On-Chain Data Shows Bitcoin Hodlers Consistently Outperform Traders


Only 12% of Short-Term Holders (STHs) of bitcoin are currently in profit, according to on-chain analysis by Glassnode, a market intelligence firm, with Long-Term Holders (LTHs) outperforming by a wide margin.

Glassnode defines an STH as any entity that’s held its coins in the same wallet for 155 days or less. Data about such holdings is freely available thanks to the transparent nature of the blockchain ledger, though interpreting it can be tricky.

“Out of the 2.56m BTC held by STHs, only 300k BTC (11.7%) is still in profit,” the company noted, estimating the aggregate break-even price for this cohort at about $28,600 – an average 10% loss against today’s price.

The remaining 16.9m BTC currently in circulation is held by LTHs – entities popularly referred to as ‘hodlers’ or ‘diamond hands’ – who are less susceptible to short-term price movements and more likely to have bought in at lower prices. Their aggregate realized price is about $20,300, Glassnode said, giving them an average profit of 28% to date.

The tiny proportion of short-term holders in the black may seem surprising given that bitcoin has depreciated by just 4% over the past 155 days: the cryptocurrency was trading for about $27,000 on March 19, versus about $26,000 at the time of writing.

However, despite broadly moving in a sideways channel for five months, bitcoin has experienced two periods of short-lived but extreme volatility – price action that LTHs can easily ignore, unlike their more sentiment-driven, often over-leveraged peers. Those shocks to trading portfolios occurred on June 20-21 (when bitcoin pumped by 16% in a 48-hour period) and August 17 (when bitcoin plunged by 12% over the course of just one day).

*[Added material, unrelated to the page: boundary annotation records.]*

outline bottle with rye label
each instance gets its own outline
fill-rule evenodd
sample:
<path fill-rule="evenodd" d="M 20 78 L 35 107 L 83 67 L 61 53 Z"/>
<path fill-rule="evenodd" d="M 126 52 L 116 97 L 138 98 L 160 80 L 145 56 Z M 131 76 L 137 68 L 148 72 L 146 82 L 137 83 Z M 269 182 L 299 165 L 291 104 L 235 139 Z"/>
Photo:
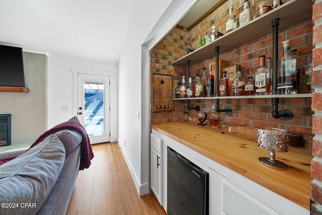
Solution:
<path fill-rule="evenodd" d="M 232 81 L 232 95 L 233 96 L 245 96 L 245 84 L 246 81 L 245 79 L 242 77 L 242 67 L 240 65 L 237 66 L 237 72 L 236 78 Z"/>
<path fill-rule="evenodd" d="M 226 71 L 222 72 L 222 78 L 219 80 L 219 96 L 229 96 L 229 80 L 226 77 Z"/>
<path fill-rule="evenodd" d="M 296 94 L 296 57 L 291 54 L 291 41 L 283 42 L 283 55 L 279 63 L 277 90 L 279 94 Z"/>
<path fill-rule="evenodd" d="M 268 5 L 266 0 L 261 0 L 256 9 L 256 17 L 259 17 L 272 10 L 272 6 Z"/>
<path fill-rule="evenodd" d="M 260 68 L 255 71 L 255 95 L 270 95 L 272 80 L 271 72 L 265 67 L 265 55 L 259 57 Z"/>

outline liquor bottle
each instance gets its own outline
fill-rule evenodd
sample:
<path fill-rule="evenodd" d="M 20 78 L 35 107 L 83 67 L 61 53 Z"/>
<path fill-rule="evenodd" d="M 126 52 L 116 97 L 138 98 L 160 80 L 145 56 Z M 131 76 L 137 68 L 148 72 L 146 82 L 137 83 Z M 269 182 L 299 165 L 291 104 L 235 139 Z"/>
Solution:
<path fill-rule="evenodd" d="M 181 91 L 180 97 L 181 98 L 186 98 L 187 97 L 187 89 L 186 88 L 186 80 L 185 78 L 185 76 L 182 76 L 182 84 L 180 87 Z"/>
<path fill-rule="evenodd" d="M 306 83 L 306 93 L 312 93 L 314 92 L 311 88 L 311 85 L 312 85 L 312 72 L 313 71 L 313 68 L 311 63 L 309 63 L 305 67 L 305 78 Z"/>
<path fill-rule="evenodd" d="M 272 10 L 272 6 L 267 4 L 266 0 L 261 0 L 256 9 L 256 17 L 259 17 L 261 15 L 268 12 L 271 10 Z"/>
<path fill-rule="evenodd" d="M 246 81 L 245 79 L 242 77 L 241 70 L 241 66 L 240 65 L 237 65 L 236 78 L 232 81 L 233 96 L 245 95 L 245 84 L 246 84 Z"/>
<path fill-rule="evenodd" d="M 211 65 L 209 65 L 209 75 L 207 76 L 206 80 L 206 97 L 211 97 L 213 96 L 214 89 L 214 77 L 211 74 Z"/>
<path fill-rule="evenodd" d="M 226 33 L 228 33 L 237 28 L 236 17 L 233 15 L 232 7 L 229 7 L 229 18 L 226 22 Z"/>
<path fill-rule="evenodd" d="M 195 95 L 194 87 L 192 85 L 192 79 L 189 77 L 189 84 L 187 86 L 187 97 L 188 98 L 193 97 Z"/>
<path fill-rule="evenodd" d="M 187 48 L 187 51 L 186 52 L 186 55 L 189 54 L 190 52 L 192 52 L 192 50 L 190 48 L 190 42 L 188 42 L 188 47 Z"/>
<path fill-rule="evenodd" d="M 254 81 L 253 77 L 248 77 L 248 82 L 245 84 L 245 96 L 253 96 L 254 95 Z"/>
<path fill-rule="evenodd" d="M 203 87 L 199 77 L 195 85 L 195 97 L 203 97 Z"/>
<path fill-rule="evenodd" d="M 200 79 L 200 82 L 202 84 L 202 88 L 203 89 L 203 97 L 206 96 L 206 81 L 207 80 L 207 73 L 206 73 L 206 67 L 202 68 L 202 74 Z"/>
<path fill-rule="evenodd" d="M 229 96 L 229 80 L 226 77 L 226 71 L 222 71 L 222 78 L 219 80 L 219 96 Z"/>
<path fill-rule="evenodd" d="M 183 111 L 183 119 L 185 121 L 189 121 L 189 110 L 188 109 L 188 106 L 187 104 L 186 104 L 185 105 L 185 110 Z"/>
<path fill-rule="evenodd" d="M 291 55 L 291 41 L 283 42 L 283 56 L 279 62 L 277 90 L 279 94 L 296 94 L 296 57 Z"/>
<path fill-rule="evenodd" d="M 255 71 L 255 95 L 271 94 L 272 76 L 270 69 L 265 67 L 265 55 L 259 56 L 260 68 Z"/>
<path fill-rule="evenodd" d="M 180 82 L 178 83 L 178 88 L 176 89 L 176 98 L 180 98 L 181 97 L 181 84 Z"/>
<path fill-rule="evenodd" d="M 203 36 L 200 39 L 200 47 L 207 45 L 209 43 L 210 41 L 210 38 L 207 35 L 207 32 L 205 32 L 203 33 Z"/>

While these periods of volatility started and ended at virtually the same price – $26,755 and $26,812 respectively – they still clouded the judgment of STHs who suffer from poor risk management and emotional control.

Put another way, ignoring short-term price action would have saved the majority of these STHs from opening or closing trading positions that, ultimately, moved their average cost basis higher.

The lesson? Don’t trade bitcoin in the short-term.

The outlook? Uncertain. For the bears, this month’s price crash followed July’s divergence on the weekly-chart MACD indicator – a measure of momentum, which can predict the imminent reversal of a trend (in this case, bitcoin’s rising tide since the beginning of the year). For the bulls, the collapse of the daily-chart RCI indicator to heavily oversold territory – combined with August’s higher-low when compared with June – signals a likely resumption of the 2023 up-trend.

Neither camp can say with any certainty what the price of bitcoin will do in the coming weeks and months. Thus, as before, the best way to profit from a bitcoin position is to hold it for the long-term.